Sri Lakshmi without the elephants, either seated or standing on a fully blossomed lotus holding lotus in her hand is seen frequently on the coins of Ujjayini of various Hindu kings, such as Brahmamitra, Suryamitra, Vishnumitra, etc. Her hand is frequently seen in the coins of the Mathura satraps such as Sivadatta, Rajuvala etc. , on coins of Rajanya janapada, and coins of Bhadraghosa (Pancala). Sri Lakshmi also appears on the coins of the Gupta kings in various forms (one of which is an exact Indian counterpart of the foreign origin goddess Ardochso ), and is a constant on the coins from later periods.
Sri Lakshmi on seals
The Gupta period has yielded many finely executed seals that bear Gaja Lakshmi as the motif (in her various forms). The copper plate seal of the Kumaramatyadhikarana (early Gupta period) shows Gaja Lakshmi standing among trees with elephants pouring water over her and two dwarfs attendants (yakshas) holding money bags. This form has many variations on seals, where sometimes the yaksha attendants are missing, and in some they are shown pouring out the objects in the bag, and in one there is a kneeling attendant. These money bags are the same as the one we see at the base of the Kalpataru found at Besnagar. In another seal found at Basarh by Spooner (seal no. 93) has the devi shown with a halo behind her, facing front, her left hand on her hip and right hand raised, standing on a pedestal placed on the centre of what looks like a barge, justifying the devi’s close association with trade and commerce (vanjiye vasate Laksmih). Among the seals found from Bhita (another Gupta period site) of Sri Lakshmi, the most frequently found is that of her in the Gaja Lakshmi form, shown sometimes with a chakra like motif and named Vishnurakshita, sometimes with the yakshas, with a sankha, or a bird like creature likely to be Garuda.

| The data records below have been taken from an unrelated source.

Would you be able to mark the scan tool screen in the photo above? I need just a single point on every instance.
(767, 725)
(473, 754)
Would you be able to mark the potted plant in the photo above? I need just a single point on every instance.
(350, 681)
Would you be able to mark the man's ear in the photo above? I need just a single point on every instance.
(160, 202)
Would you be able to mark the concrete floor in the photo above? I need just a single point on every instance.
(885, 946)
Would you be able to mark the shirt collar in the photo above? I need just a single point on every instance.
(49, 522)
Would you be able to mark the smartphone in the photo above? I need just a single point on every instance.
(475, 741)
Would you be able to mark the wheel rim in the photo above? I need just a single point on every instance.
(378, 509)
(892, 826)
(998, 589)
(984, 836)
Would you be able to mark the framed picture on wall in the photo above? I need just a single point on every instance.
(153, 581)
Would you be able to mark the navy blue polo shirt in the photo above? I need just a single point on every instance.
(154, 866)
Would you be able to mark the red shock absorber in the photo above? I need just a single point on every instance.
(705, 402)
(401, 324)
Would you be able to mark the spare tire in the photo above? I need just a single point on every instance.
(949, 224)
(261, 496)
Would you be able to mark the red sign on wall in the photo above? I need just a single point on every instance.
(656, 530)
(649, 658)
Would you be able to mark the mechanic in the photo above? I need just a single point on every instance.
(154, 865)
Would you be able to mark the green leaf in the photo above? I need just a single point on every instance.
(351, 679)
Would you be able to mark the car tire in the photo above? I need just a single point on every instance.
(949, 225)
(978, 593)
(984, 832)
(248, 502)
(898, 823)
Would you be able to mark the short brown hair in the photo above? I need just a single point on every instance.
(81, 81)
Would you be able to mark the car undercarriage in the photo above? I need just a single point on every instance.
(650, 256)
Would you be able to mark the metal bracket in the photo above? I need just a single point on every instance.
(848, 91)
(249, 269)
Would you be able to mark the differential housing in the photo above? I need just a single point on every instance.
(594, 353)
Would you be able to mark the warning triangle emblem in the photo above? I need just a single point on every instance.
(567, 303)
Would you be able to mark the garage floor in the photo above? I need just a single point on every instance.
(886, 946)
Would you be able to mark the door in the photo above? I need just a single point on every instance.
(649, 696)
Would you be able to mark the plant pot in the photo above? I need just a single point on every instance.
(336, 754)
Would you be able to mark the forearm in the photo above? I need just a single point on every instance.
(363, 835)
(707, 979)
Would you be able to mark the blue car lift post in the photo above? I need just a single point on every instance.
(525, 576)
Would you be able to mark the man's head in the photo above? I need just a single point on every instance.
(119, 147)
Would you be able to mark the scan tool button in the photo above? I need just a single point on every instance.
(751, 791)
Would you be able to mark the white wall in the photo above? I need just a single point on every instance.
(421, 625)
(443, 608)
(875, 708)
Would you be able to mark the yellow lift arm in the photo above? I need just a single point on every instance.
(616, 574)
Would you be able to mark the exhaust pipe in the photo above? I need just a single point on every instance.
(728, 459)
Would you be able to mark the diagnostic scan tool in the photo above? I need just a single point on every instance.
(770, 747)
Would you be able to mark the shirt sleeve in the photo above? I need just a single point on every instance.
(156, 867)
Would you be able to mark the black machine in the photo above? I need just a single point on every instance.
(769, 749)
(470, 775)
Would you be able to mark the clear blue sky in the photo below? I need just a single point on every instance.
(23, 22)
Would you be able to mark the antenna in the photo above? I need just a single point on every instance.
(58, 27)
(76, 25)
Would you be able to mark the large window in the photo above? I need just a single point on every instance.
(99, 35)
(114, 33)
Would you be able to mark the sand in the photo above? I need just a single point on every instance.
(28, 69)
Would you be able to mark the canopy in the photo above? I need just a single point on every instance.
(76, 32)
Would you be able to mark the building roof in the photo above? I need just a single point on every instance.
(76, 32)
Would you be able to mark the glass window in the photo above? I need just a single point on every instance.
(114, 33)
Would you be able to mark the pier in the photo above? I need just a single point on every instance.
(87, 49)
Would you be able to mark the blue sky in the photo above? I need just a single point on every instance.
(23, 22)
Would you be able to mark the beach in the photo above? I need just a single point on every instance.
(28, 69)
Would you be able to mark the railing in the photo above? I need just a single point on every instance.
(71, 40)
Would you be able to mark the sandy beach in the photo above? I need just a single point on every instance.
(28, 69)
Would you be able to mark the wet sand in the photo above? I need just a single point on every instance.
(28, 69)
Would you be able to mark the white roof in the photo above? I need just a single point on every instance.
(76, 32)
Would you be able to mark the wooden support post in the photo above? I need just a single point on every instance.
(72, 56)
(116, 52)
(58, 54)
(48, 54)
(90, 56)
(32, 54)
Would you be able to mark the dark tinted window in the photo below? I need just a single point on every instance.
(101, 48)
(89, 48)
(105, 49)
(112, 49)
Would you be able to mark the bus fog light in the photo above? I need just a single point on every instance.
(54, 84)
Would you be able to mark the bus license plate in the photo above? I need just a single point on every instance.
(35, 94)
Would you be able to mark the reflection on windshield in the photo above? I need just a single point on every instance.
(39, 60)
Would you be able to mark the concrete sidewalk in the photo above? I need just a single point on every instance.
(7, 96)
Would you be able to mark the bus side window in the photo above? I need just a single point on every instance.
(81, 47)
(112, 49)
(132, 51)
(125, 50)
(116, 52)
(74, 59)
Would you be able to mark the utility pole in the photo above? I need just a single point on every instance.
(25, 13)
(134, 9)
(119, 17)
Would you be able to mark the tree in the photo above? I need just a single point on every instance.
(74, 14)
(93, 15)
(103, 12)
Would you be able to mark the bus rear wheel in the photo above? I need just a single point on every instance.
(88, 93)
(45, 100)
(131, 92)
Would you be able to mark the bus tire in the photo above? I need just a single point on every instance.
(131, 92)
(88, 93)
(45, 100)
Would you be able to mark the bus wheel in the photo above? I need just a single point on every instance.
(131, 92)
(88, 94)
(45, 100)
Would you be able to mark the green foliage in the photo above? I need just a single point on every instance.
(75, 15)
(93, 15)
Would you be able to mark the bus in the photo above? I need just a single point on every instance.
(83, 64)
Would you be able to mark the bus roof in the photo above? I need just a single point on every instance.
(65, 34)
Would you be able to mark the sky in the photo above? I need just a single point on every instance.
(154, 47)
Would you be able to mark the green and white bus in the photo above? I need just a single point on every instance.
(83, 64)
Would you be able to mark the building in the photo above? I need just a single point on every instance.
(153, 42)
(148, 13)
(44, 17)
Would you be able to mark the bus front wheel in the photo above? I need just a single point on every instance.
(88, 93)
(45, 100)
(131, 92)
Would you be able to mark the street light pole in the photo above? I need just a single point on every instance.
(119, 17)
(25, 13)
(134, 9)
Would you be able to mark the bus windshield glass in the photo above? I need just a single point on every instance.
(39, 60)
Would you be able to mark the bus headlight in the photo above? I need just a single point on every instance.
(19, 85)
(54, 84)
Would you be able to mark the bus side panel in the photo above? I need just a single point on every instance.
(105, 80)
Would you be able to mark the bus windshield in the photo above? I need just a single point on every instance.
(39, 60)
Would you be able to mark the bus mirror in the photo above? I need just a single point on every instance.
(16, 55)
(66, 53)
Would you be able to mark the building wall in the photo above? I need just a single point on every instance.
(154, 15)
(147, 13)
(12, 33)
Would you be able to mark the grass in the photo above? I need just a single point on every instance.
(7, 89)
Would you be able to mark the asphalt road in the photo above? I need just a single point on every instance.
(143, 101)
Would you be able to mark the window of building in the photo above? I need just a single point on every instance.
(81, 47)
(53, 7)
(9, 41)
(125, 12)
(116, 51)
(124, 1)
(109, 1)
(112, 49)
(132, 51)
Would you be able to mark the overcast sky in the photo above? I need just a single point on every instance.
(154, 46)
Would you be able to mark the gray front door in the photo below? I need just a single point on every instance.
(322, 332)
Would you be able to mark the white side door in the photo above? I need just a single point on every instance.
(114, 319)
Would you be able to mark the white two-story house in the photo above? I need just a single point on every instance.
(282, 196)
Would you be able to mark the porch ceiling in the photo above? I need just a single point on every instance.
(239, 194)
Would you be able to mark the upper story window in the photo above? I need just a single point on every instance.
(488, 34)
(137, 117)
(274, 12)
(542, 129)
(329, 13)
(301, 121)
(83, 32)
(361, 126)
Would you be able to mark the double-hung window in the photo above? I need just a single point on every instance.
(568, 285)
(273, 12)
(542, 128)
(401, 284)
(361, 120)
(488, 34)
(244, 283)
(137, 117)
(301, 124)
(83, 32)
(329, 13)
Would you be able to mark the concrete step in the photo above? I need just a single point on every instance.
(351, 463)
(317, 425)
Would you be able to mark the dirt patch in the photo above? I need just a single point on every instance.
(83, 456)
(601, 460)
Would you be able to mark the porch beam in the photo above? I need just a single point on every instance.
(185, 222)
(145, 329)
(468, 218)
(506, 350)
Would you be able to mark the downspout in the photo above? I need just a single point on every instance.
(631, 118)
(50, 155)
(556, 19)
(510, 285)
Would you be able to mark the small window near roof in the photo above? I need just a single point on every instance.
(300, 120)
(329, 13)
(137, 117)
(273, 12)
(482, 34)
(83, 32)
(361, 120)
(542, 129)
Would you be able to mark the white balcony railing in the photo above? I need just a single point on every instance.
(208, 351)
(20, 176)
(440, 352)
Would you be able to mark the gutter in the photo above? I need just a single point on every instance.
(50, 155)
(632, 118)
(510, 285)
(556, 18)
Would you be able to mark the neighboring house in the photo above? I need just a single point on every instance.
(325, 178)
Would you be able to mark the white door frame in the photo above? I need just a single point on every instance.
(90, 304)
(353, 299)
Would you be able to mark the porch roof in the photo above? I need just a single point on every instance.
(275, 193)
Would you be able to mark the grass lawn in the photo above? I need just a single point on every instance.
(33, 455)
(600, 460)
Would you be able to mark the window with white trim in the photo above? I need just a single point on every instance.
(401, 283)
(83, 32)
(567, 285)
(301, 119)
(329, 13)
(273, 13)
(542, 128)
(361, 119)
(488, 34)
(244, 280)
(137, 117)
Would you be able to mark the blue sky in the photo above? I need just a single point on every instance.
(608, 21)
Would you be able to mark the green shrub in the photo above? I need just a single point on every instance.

Cover photo is a gold pendant of the Kushana era (2nd c. CE) showing GajaLakshmi holding lotus in both her hands, while in her left over the lotus appears a bowl of fruit (this has been wrongly identified as Hariti by the Victoria and Albert Museum, where it is currently kept)
Kiran Kumar Thaplyal. OBSERVATIONS ON SOME DOUBLE AND MULTIPLE SEALS AND SEAL-IMPRESSIONS. Proceedings of the Indian History Congress, Vol. 33 (1971), pp. 35-38 (4 pages). Published by: Indian History Congress.
TAG Rao, Elements of Hindu iconography
Sivaramamurti, Goddess Lakshmi and her symbols
Banerjea, Padmini Vidya, 1941
Coomaraswamy, Early Indian Iconography.